1.[geïntimeerde 1] ,

2.
[geïntimeerde 2] ,
beiden wonende te [vestigingsplaats] ,
geïntimeerden,
advocaat: mr. B.P. van Overeem te Amsterdam.
Partijen worden hierna afzonderlijk [appellant 1] B.V., [appellant 2] , [geïntimeerde 1] en [geïntimeerde 2] genoemd en gezamenlijk [appellanten] en [geïntimeerden]
Appellanten worden hierna gezamenlijk ook wel aangeduid als ‘de notaris’.

1.De zaak in het kort

[appellant 2] is in opdracht van [geïntimeerden] als notaris opgetreden bij de koop en levering van een appartementsrecht. [geïntimeerden] verwijten [appellant 2] dat hij is tekortgeschoten in de nakoming van de overeenkomst van opdracht door hun onvolledig en/of onjuist voor te lichten over de hoogte van de te betalen erfpachtcanon bij gebruik van het gekochte als woning en vorderen vergoeding van de hierdoor geleden schade. [appellanten] betwisten zowel de tekortkoming als het causaal verband tussen zijn gedragingen en de door [geïntimeerden] gestelde schade.
De rechtbank heeft geoordeeld dat [appellant 2] toerekenbaar tekort is geschoten in de nakoming van de overeenkomst tussen partijen en heeft benoeming van een deskundige aangekondigd ter voorlichting over de hoogte van de schade.

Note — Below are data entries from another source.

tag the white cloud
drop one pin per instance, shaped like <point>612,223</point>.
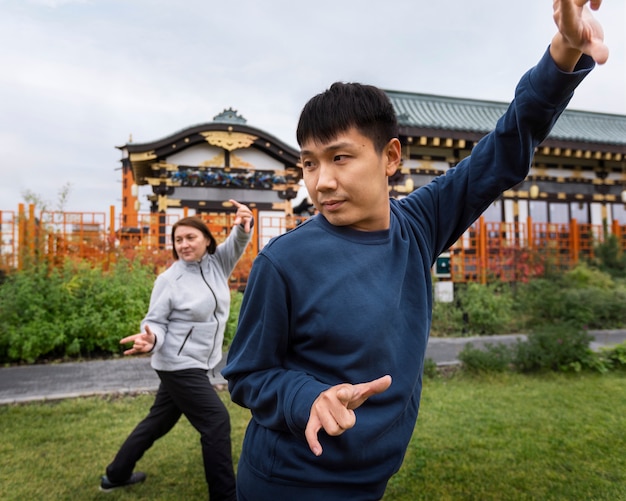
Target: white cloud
<point>79,76</point>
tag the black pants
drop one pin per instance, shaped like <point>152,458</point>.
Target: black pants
<point>187,392</point>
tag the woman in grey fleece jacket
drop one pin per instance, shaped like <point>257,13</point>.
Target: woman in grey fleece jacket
<point>184,331</point>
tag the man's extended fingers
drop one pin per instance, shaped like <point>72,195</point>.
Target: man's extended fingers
<point>312,428</point>
<point>361,392</point>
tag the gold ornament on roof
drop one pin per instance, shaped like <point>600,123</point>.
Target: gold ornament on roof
<point>230,141</point>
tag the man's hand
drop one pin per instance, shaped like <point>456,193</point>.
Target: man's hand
<point>579,32</point>
<point>142,342</point>
<point>333,409</point>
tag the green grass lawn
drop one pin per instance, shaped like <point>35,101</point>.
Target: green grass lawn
<point>505,437</point>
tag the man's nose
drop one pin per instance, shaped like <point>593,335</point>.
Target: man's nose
<point>326,179</point>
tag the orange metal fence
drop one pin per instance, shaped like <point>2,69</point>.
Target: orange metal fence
<point>487,251</point>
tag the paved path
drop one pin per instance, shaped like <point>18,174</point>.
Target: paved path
<point>134,374</point>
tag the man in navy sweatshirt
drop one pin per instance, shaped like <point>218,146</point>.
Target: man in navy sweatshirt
<point>334,324</point>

Op verzoek van [appellanten] is tussentijds hoger beroep opengesteld.

2.Het geding in hoger beroep

[appellanten] zijn, na daartoe verkregen verlof, bij dagvaarding van 24 november 2022 in hoger beroep gekomen van een tussenvonnis van 21 september 2022 van de rechtbank Amsterdam, onder bovenvermeld zaaknummer gewezen tussen [geïntimeerden] als eisers en [appellanten] als gedaagden (hierna: het tussenvonnis).
Partijen hebben daarna de volgende stukken ingediend:
- memorie van grieven, met producties;
- memorie van antwoord.
Partijen hebben de zaak tijdens de mondelinge behandeling van 24 juni 2024 laten toelichten door hun voornoemde advocaten, mr. Delhaas aan de hand van overgelegde spreekaantekeningen. [appellanten] hebben de vooraf toegezonden producties 16 en 17 in het geding gebracht.
Ten slotte is arrest gevraagd.
[appellanten] hebben geconcludeerd dat het hof het bestreden tussenvonnis zal vernietigen en - uitvoerbaar bij voorraad - de vorderingen van [geïntimeerden] zal afwijzen, met veroordeling van [geïntimeerden] in de kosten van het geding in beide instanties met nakosten en rente.
[geïntimeerden] heeft geconcludeerd tot bekrachtiging van het bestreden tussenvonnis, met - uitvoerbaar bij voorraad - veroordeling van [appellanten] in de kosten van het geding in hoger beroep met nakosten.
Beide partijen hebben in hoger beroep bewijs van hun stellingen aangeboden.

3.Feiten

De rechtbank heeft in paragraaf 2 van het tussenvonnis de feiten vastgesteld die zij tot uitgangspunt heeft genomen. Hoewel [appellanten] in hun eerste grief verzoeken om aanvulling van deze feiten ( [geïntimeerden] bestrijden de grief), is in hoger beroep niet in geschil dat de wel weergegeven feiten juist zijn, zodat ook het hof (met een enkele correctie) van deze feiten uitgaat. Zo nodig komt het hof bij de beoordeling terug op de aanvullende feiten die [appellanten] hebben gesteld. Samengevat komen de vaststaande feiten neer op het volgende.
3.1.
[appellant 2] is notaris. Hij is werkzaam bij [appellant 1] B.V. [appellant 2] is in opdracht van [geïntimeerden] voor [geïntimeerden] als notaris opgetreden voor kort gezegd de koop en levering van het appartementsrecht, rechtgevende op het uitsluitend gebruik van het pand aan de [Straat] 295-huis (hierna: het Pand).
3.2.
In de akte van splitsing in appartementsrechten van 15 januari 2007, die onder meer ziet op het Pand, is, voor zover relevant, het volgende opgenomen (hierna: de Splitsingsakte).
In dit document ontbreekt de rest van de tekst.